Name: Paul Davidescu
Career: CEO & Co-Founder at Tangoo Marketing Solutions
This was my second consecutive year going to Tel Aviv University’s retreat and I was thrilled to see how they opened the door for more Vancouver business leaders this year, irrespective of their cultural background or religious beliefs. The group fully bought into going after I recommended they read ‘Start-Up Nation’, a book that gives context from Israel’s 1948 inauguration and subsequent adversity to how, today, it is able to attract the most venture capital dollars per capita in the world.
Coming into this trip, I really didn’t know what to expect with the group of Vancouverites I pushed to apply for the retreat with. The group represented Ismaili, Christian, and Sikh faiths and had never been to Israel, so I was extremely curious to see how everyone was going to get along and how accepted they would be by the local culture. It didn’t take long to see how Tel Aviv’s charm and liberalism welcomed the group with outstretched arms and brought everyone closer together with a refreshed outlook on Israel’s identity. Despite what might be portrayed in the media, Israel welcomes all cultures as Israel itself is a melting pot of immigrants from Russia, Africa and various parts of the Middle East.
As someone working in food, I was most impacted by hearing that not only are they the most innovative country per capita, they also happen to be the vegan capital of the world, with 8% of their population dining at the 400 vegan restaurants spread across Israel. After watching the video that helped double veganism in 2010 in Israel, I became a lot more “veg-curious” and recently attended the 2018 Veg Expo in Vancouver which attracted nearly 20,000 attendees and further reinforced Israel’s vision for a better world.
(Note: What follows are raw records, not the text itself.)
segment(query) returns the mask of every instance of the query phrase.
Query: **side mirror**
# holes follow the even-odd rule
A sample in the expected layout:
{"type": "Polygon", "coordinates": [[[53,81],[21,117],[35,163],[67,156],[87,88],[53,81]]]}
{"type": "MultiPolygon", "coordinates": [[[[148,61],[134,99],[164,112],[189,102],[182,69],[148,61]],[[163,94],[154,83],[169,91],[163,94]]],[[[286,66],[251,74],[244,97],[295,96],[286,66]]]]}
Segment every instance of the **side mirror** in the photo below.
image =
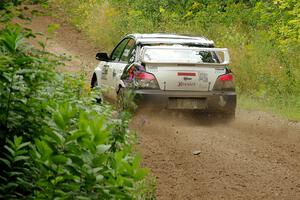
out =
{"type": "Polygon", "coordinates": [[[97,53],[96,54],[96,60],[100,60],[100,61],[108,61],[108,55],[107,53],[97,53]]]}

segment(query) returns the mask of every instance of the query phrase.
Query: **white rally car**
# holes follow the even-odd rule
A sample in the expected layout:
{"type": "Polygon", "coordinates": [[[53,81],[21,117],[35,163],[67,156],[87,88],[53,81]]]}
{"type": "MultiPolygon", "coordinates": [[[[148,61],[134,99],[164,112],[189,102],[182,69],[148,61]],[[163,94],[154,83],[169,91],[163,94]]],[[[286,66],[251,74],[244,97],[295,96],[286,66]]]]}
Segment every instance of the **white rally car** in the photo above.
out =
{"type": "Polygon", "coordinates": [[[130,34],[100,60],[91,85],[117,100],[124,89],[168,109],[218,111],[234,117],[236,92],[226,48],[204,37],[130,34]],[[153,100],[154,102],[154,100],[153,100]]]}

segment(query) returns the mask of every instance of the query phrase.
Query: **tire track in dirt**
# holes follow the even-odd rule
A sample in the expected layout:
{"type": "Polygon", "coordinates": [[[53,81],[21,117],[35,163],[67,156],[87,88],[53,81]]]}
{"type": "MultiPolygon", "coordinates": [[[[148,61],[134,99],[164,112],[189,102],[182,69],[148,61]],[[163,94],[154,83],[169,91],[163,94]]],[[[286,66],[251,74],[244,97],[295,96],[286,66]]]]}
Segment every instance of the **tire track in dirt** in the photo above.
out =
{"type": "MultiPolygon", "coordinates": [[[[49,16],[27,26],[47,32],[53,23],[60,28],[47,49],[75,58],[62,70],[88,66],[90,77],[97,49],[82,33],[49,16]]],[[[130,126],[138,133],[143,165],[157,177],[158,199],[300,199],[300,124],[244,110],[236,118],[222,123],[153,106],[137,111],[130,126]],[[193,155],[195,150],[201,153],[193,155]]]]}

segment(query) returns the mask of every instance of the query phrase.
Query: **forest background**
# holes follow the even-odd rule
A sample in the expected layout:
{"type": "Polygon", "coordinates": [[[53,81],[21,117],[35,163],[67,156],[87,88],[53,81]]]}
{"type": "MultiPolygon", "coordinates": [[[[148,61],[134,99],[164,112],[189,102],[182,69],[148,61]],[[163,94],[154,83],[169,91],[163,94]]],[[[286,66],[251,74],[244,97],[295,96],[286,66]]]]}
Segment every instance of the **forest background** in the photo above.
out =
{"type": "Polygon", "coordinates": [[[52,0],[52,6],[111,51],[128,33],[205,36],[227,47],[239,105],[300,119],[297,0],[52,0]]]}

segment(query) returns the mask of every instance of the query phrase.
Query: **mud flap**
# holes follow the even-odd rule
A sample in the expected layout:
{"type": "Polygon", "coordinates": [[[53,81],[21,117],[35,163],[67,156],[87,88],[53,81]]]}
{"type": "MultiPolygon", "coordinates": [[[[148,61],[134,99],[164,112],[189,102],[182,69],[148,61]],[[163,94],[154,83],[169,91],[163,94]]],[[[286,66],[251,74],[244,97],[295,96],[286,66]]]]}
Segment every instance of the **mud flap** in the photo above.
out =
{"type": "Polygon", "coordinates": [[[209,111],[232,113],[236,108],[236,95],[212,96],[207,102],[209,111]]]}

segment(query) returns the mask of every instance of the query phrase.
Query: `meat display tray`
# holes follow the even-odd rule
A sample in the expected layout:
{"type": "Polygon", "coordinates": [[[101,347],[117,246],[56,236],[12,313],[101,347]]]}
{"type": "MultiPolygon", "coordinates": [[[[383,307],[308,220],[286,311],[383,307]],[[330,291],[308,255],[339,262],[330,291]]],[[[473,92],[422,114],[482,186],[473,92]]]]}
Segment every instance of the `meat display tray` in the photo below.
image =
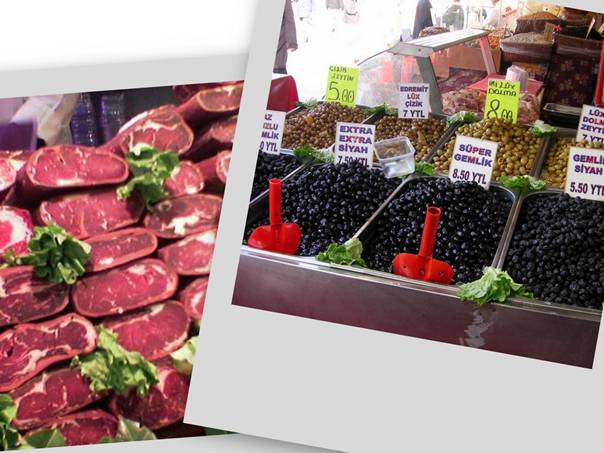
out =
{"type": "MultiPolygon", "coordinates": [[[[406,183],[403,181],[388,197],[357,237],[371,234],[371,225],[406,183]]],[[[496,183],[493,188],[507,191],[496,183]]],[[[514,198],[511,192],[509,195],[514,198]]],[[[505,263],[524,198],[514,198],[493,259],[495,267],[505,263]]],[[[599,310],[525,298],[479,307],[460,301],[456,292],[454,285],[242,246],[233,304],[567,365],[592,366],[599,310]]]]}

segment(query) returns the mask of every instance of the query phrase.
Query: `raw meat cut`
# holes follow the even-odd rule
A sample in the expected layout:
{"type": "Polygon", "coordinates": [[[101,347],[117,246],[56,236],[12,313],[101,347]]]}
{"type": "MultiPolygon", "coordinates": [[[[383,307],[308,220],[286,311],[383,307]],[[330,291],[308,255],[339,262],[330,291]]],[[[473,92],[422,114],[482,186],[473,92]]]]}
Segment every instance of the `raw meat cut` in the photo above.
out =
{"type": "Polygon", "coordinates": [[[127,228],[86,239],[92,247],[86,264],[89,272],[104,271],[151,255],[157,238],[146,228],[127,228]]]}
{"type": "Polygon", "coordinates": [[[13,390],[10,396],[17,406],[12,425],[24,430],[75,412],[107,396],[107,393],[93,392],[79,368],[67,367],[36,376],[13,390]]]}
{"type": "Polygon", "coordinates": [[[148,110],[130,120],[101,148],[126,154],[134,145],[146,143],[159,151],[183,154],[193,143],[193,131],[172,105],[148,110]]]}
{"type": "Polygon", "coordinates": [[[0,335],[0,392],[14,390],[61,360],[91,352],[97,333],[70,313],[39,324],[19,324],[0,335]]]}
{"type": "Polygon", "coordinates": [[[170,198],[193,195],[203,190],[205,180],[201,169],[193,162],[183,160],[166,179],[164,188],[170,198]]]}
{"type": "Polygon", "coordinates": [[[55,222],[79,239],[138,222],[145,205],[138,195],[120,201],[115,189],[63,195],[43,201],[36,212],[42,224],[55,222]]]}
{"type": "Polygon", "coordinates": [[[0,206],[0,257],[13,250],[27,252],[27,244],[34,234],[34,222],[25,209],[0,206]]]}
{"type": "Polygon", "coordinates": [[[186,154],[194,161],[211,157],[221,149],[232,148],[235,139],[237,115],[210,123],[195,135],[191,150],[186,154]]]}
{"type": "Polygon", "coordinates": [[[103,321],[128,351],[157,360],[180,348],[187,340],[190,321],[182,304],[168,301],[103,321]]]}
{"type": "Polygon", "coordinates": [[[140,397],[136,391],[116,395],[110,408],[116,416],[139,422],[149,429],[163,428],[183,419],[189,392],[189,376],[180,374],[169,359],[156,363],[159,383],[140,397]]]}
{"type": "Polygon", "coordinates": [[[145,226],[160,238],[174,239],[218,224],[222,197],[197,194],[160,201],[145,217],[145,226]]]}
{"type": "Polygon", "coordinates": [[[193,280],[180,292],[179,299],[185,306],[185,311],[191,319],[196,321],[201,319],[207,289],[208,277],[200,277],[193,280]]]}
{"type": "Polygon", "coordinates": [[[212,83],[191,83],[189,85],[174,85],[172,87],[172,94],[176,98],[179,104],[189,100],[192,96],[197,94],[198,91],[215,88],[215,87],[226,87],[229,85],[237,85],[243,83],[241,80],[230,81],[230,82],[212,82],[212,83]]]}
{"type": "Polygon", "coordinates": [[[237,113],[242,92],[243,83],[202,88],[176,110],[189,126],[196,127],[219,116],[237,113]]]}
{"type": "Polygon", "coordinates": [[[40,148],[30,156],[25,171],[30,190],[102,186],[128,179],[128,164],[121,156],[77,145],[40,148]]]}
{"type": "Polygon", "coordinates": [[[199,168],[203,172],[208,190],[222,191],[226,183],[231,163],[231,151],[220,151],[215,156],[199,162],[199,168]]]}
{"type": "Polygon", "coordinates": [[[179,275],[208,275],[215,242],[216,228],[208,228],[159,249],[159,256],[179,275]]]}
{"type": "Polygon", "coordinates": [[[56,420],[25,434],[25,440],[31,435],[46,429],[56,429],[65,438],[65,445],[98,444],[103,437],[115,437],[117,418],[105,411],[95,409],[59,417],[56,420]]]}
{"type": "Polygon", "coordinates": [[[0,269],[0,327],[56,315],[68,302],[64,286],[37,279],[31,266],[0,269]]]}
{"type": "Polygon", "coordinates": [[[117,315],[170,298],[178,276],[154,258],[89,275],[71,289],[75,310],[88,317],[117,315]]]}
{"type": "Polygon", "coordinates": [[[0,201],[4,200],[8,190],[17,180],[17,170],[10,160],[0,157],[0,201]]]}
{"type": "Polygon", "coordinates": [[[155,431],[158,439],[178,439],[181,437],[199,437],[206,434],[202,426],[177,423],[155,431]]]}

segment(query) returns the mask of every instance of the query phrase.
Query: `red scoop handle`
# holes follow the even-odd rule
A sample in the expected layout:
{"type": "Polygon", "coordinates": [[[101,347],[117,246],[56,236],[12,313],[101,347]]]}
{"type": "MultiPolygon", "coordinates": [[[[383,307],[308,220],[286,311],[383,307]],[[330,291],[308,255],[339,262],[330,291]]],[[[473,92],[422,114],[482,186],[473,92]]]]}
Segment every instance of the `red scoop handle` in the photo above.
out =
{"type": "Polygon", "coordinates": [[[439,222],[440,208],[430,206],[426,211],[426,221],[424,222],[424,231],[422,232],[422,242],[419,246],[419,256],[432,258],[439,222]]]}
{"type": "Polygon", "coordinates": [[[274,178],[268,183],[268,212],[271,226],[279,226],[281,219],[281,180],[274,178]]]}

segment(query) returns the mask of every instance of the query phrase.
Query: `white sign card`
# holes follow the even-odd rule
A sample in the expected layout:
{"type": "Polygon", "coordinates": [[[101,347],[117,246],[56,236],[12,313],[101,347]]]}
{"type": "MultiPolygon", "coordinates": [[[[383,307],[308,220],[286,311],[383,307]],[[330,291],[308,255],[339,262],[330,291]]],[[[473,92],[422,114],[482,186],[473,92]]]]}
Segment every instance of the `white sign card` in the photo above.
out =
{"type": "Polygon", "coordinates": [[[427,83],[403,83],[399,86],[398,117],[428,119],[430,114],[430,85],[427,83]]]}
{"type": "Polygon", "coordinates": [[[488,189],[498,146],[496,142],[458,135],[449,167],[449,178],[452,181],[474,181],[488,189]]]}
{"type": "Polygon", "coordinates": [[[584,105],[577,130],[578,142],[604,142],[604,109],[584,105]]]}
{"type": "Polygon", "coordinates": [[[358,123],[337,123],[335,163],[360,160],[368,167],[373,165],[373,141],[375,125],[358,123]]]}
{"type": "Polygon", "coordinates": [[[279,154],[281,141],[283,140],[283,126],[285,124],[285,112],[267,110],[262,123],[262,137],[260,139],[260,151],[267,154],[279,154]]]}
{"type": "Polygon", "coordinates": [[[571,197],[604,201],[604,152],[573,146],[568,153],[566,187],[571,197]]]}

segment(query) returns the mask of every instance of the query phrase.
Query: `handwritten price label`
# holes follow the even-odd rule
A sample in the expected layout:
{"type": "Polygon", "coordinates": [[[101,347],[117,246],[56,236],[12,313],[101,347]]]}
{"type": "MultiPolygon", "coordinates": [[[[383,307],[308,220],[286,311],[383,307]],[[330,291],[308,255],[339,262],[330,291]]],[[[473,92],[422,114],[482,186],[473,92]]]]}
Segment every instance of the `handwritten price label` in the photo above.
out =
{"type": "Polygon", "coordinates": [[[337,123],[335,163],[358,160],[371,167],[374,136],[373,124],[337,123]]]}
{"type": "Polygon", "coordinates": [[[337,102],[354,107],[357,103],[358,87],[359,68],[332,65],[327,73],[325,102],[337,102]]]}
{"type": "Polygon", "coordinates": [[[285,124],[285,112],[267,110],[262,123],[262,135],[260,139],[260,151],[267,154],[279,154],[281,152],[281,141],[283,140],[283,125],[285,124]]]}
{"type": "Polygon", "coordinates": [[[504,118],[516,123],[519,103],[520,82],[489,79],[484,107],[485,118],[504,118]]]}
{"type": "Polygon", "coordinates": [[[604,201],[604,153],[601,150],[570,148],[564,191],[571,197],[604,201]]]}
{"type": "Polygon", "coordinates": [[[449,167],[451,181],[473,181],[488,190],[498,143],[458,135],[449,167]]]}
{"type": "Polygon", "coordinates": [[[604,109],[584,105],[581,124],[577,130],[578,142],[604,142],[604,109]]]}
{"type": "Polygon", "coordinates": [[[428,119],[430,114],[430,85],[427,83],[405,83],[399,87],[398,117],[405,119],[428,119]]]}

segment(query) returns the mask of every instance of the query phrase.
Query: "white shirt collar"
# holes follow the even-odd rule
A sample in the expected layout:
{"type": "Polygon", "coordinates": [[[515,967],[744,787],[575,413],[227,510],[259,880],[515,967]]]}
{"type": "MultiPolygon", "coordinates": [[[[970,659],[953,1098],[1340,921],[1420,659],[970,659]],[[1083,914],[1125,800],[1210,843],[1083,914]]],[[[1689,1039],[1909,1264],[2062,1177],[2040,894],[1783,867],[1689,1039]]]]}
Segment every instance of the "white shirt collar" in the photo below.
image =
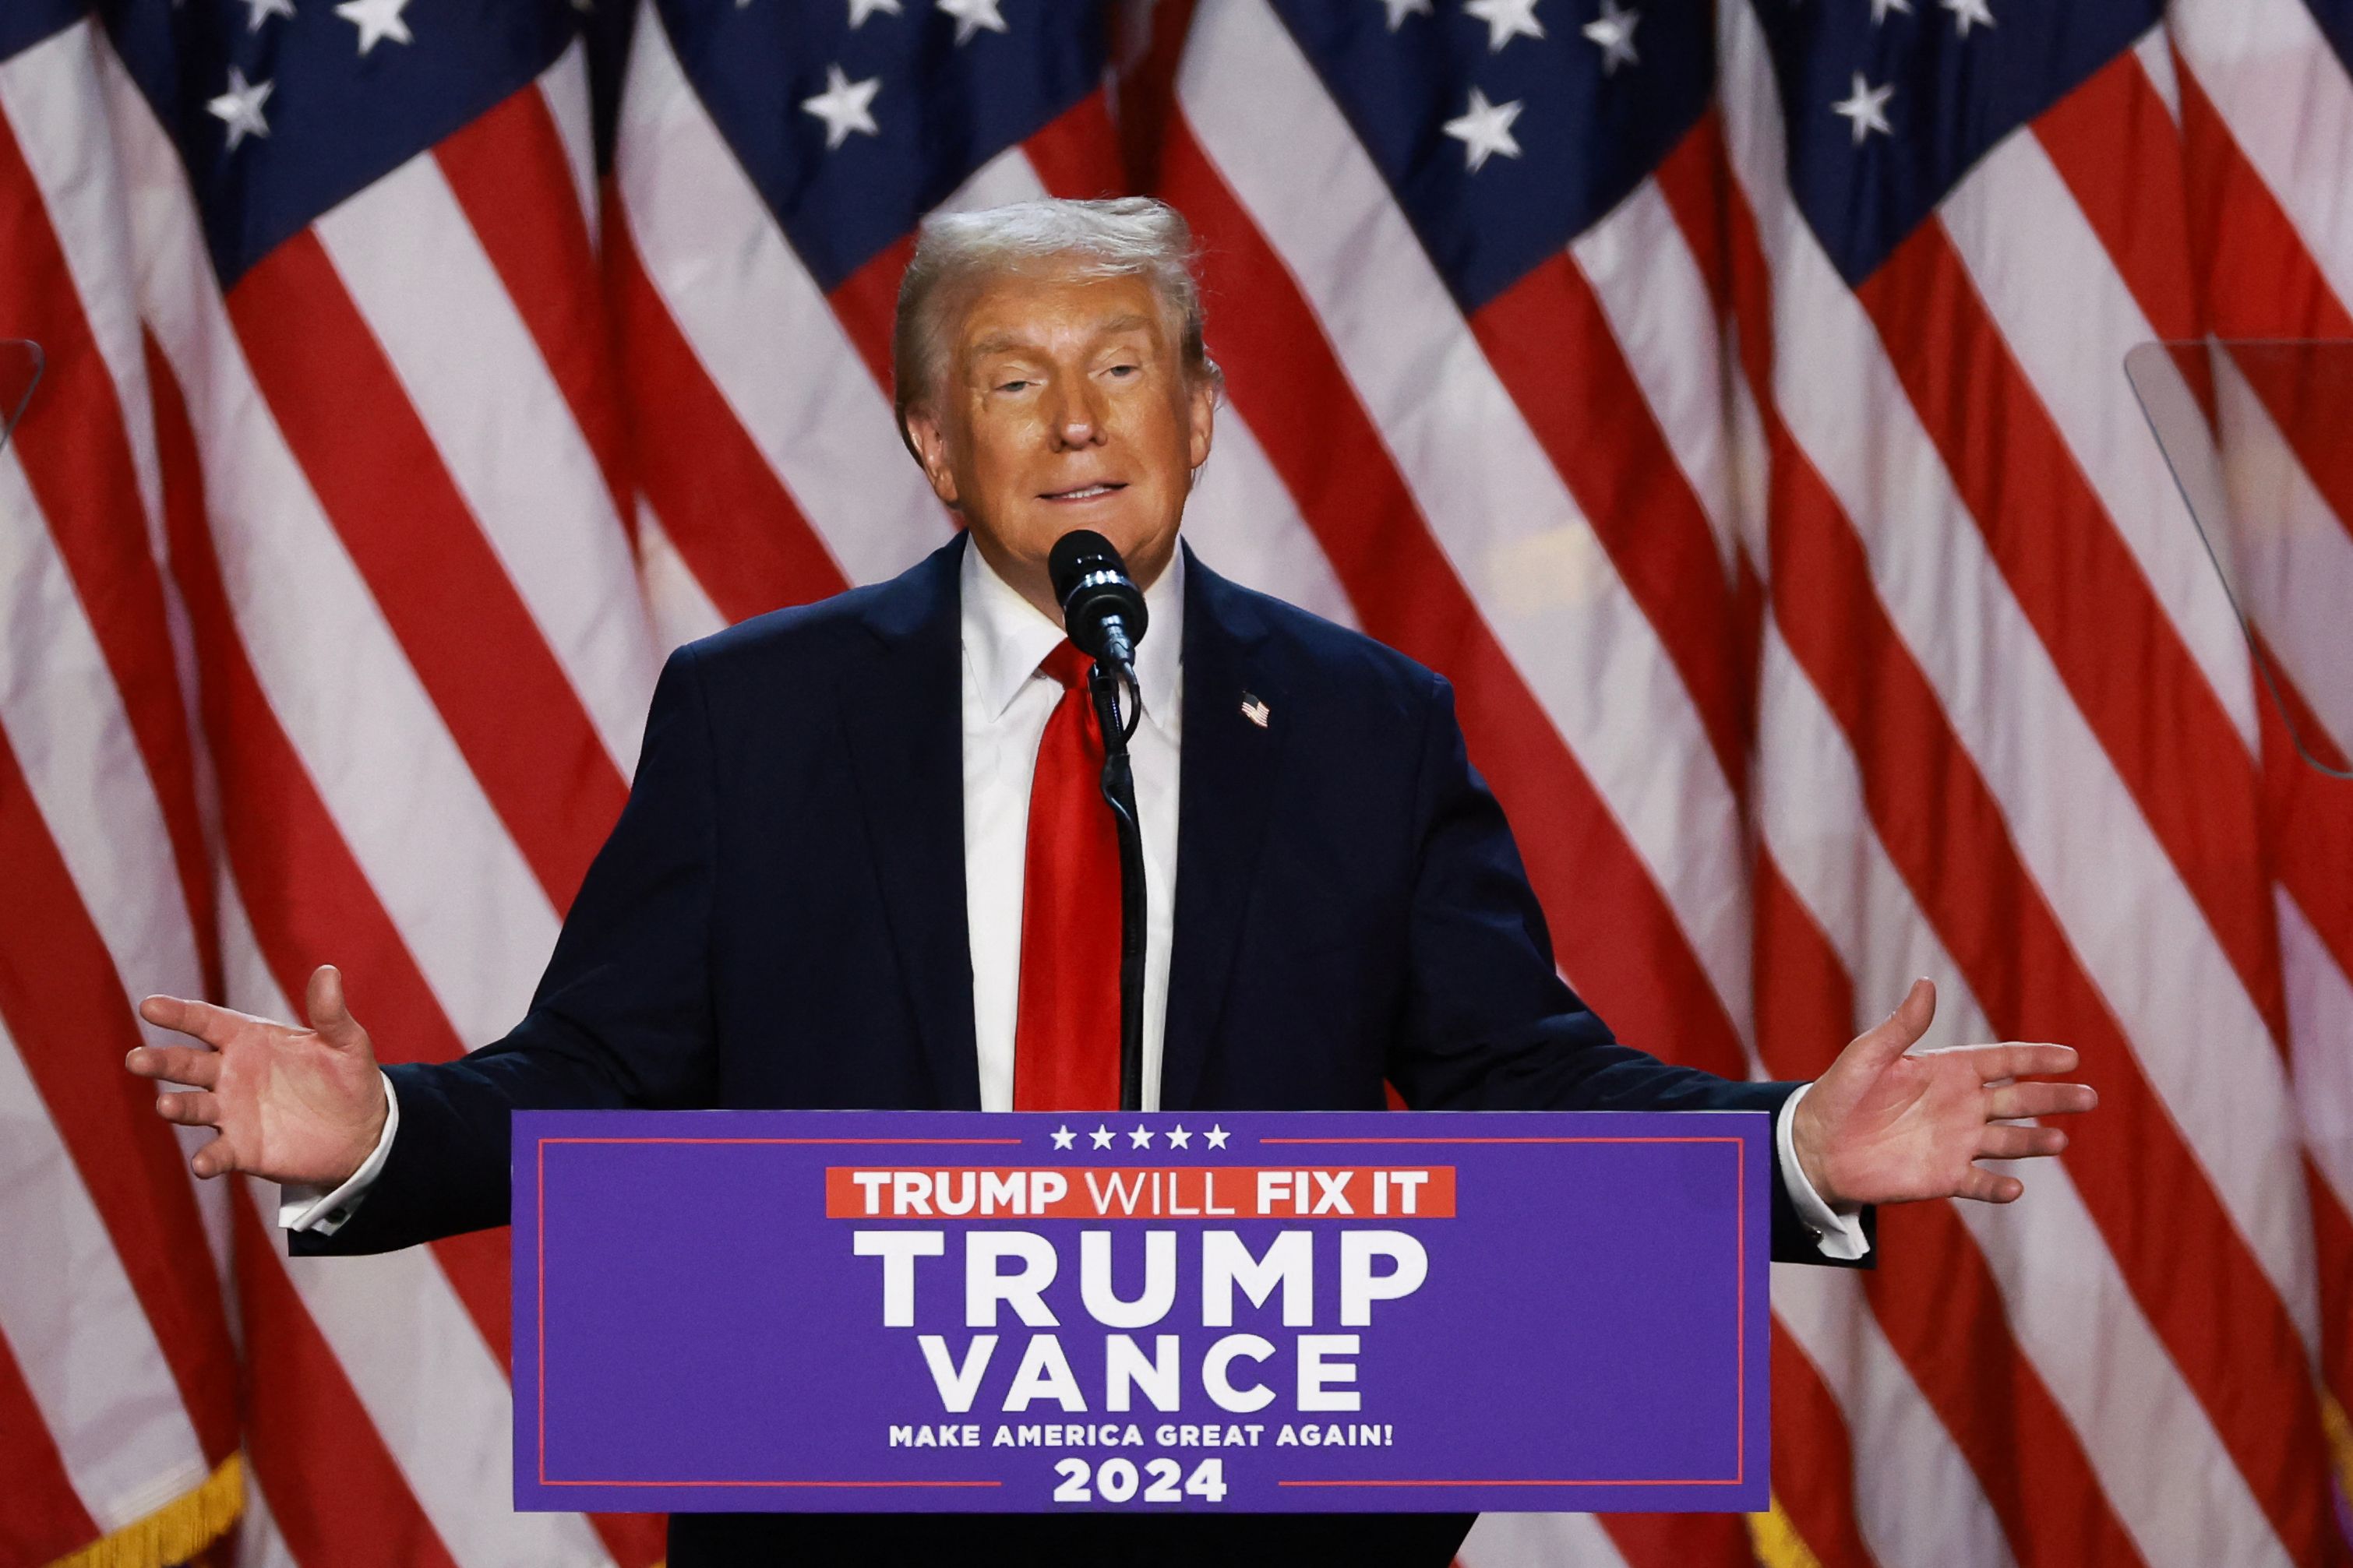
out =
{"type": "MultiPolygon", "coordinates": [[[[1062,640],[1062,628],[997,574],[978,549],[964,550],[962,622],[964,656],[991,723],[1005,716],[1039,664],[1062,640]]],[[[1144,689],[1144,717],[1171,727],[1176,676],[1185,650],[1185,552],[1169,559],[1160,580],[1144,591],[1148,625],[1135,650],[1136,683],[1144,689]]]]}

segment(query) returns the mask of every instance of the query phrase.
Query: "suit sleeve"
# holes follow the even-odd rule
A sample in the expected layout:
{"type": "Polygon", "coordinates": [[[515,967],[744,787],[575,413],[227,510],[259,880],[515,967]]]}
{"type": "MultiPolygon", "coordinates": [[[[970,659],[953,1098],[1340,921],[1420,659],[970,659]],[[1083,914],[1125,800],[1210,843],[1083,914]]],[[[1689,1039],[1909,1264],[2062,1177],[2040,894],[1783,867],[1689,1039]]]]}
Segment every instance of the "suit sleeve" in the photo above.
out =
{"type": "Polygon", "coordinates": [[[508,1113],[707,1105],[719,825],[691,648],[655,687],[635,784],[514,1030],[454,1062],[389,1066],[400,1131],[366,1201],[298,1254],[385,1252],[507,1223],[508,1113]]]}
{"type": "MultiPolygon", "coordinates": [[[[1778,1116],[1798,1085],[1719,1078],[1620,1044],[1561,980],[1503,807],[1471,765],[1453,689],[1432,679],[1415,791],[1404,1016],[1389,1081],[1425,1110],[1778,1116]]],[[[1873,1234],[1869,1211],[1863,1225],[1873,1234]]],[[[1778,1168],[1773,1256],[1838,1261],[1822,1256],[1799,1219],[1778,1168]]]]}

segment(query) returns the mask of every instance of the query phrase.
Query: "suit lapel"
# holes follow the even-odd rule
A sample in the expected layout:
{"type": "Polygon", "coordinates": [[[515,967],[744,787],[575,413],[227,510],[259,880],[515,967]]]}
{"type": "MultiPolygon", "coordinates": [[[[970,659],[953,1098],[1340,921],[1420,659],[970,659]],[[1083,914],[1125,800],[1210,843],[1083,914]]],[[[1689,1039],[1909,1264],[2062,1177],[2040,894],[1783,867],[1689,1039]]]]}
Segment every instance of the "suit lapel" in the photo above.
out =
{"type": "Polygon", "coordinates": [[[883,911],[939,1105],[980,1109],[965,922],[959,538],[883,587],[874,657],[844,683],[842,722],[883,911]]]}
{"type": "Polygon", "coordinates": [[[1290,705],[1250,596],[1185,555],[1185,740],[1160,1103],[1191,1106],[1274,805],[1290,705]],[[1266,722],[1243,710],[1263,704],[1266,722]]]}

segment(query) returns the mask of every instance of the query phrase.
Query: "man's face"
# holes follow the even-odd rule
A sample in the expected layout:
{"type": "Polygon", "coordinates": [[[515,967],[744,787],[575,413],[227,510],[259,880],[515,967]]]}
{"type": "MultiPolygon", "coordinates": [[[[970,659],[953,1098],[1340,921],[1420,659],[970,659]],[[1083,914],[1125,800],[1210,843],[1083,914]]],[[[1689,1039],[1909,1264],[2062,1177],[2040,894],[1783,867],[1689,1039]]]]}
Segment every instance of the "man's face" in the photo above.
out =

Much like the late Anthony Bourdain, my philosophy is that putting creative and diverse people together to break bread and build global empathy will solve world problems. I know few places where so many business leaders from different cultures come together to immerse themselves in a local culture where everyone is on the same team. I hope that more business leaders will find their way to Israel to connect with fellow leaders in their industry to co-create and push the boundaries of what is possible.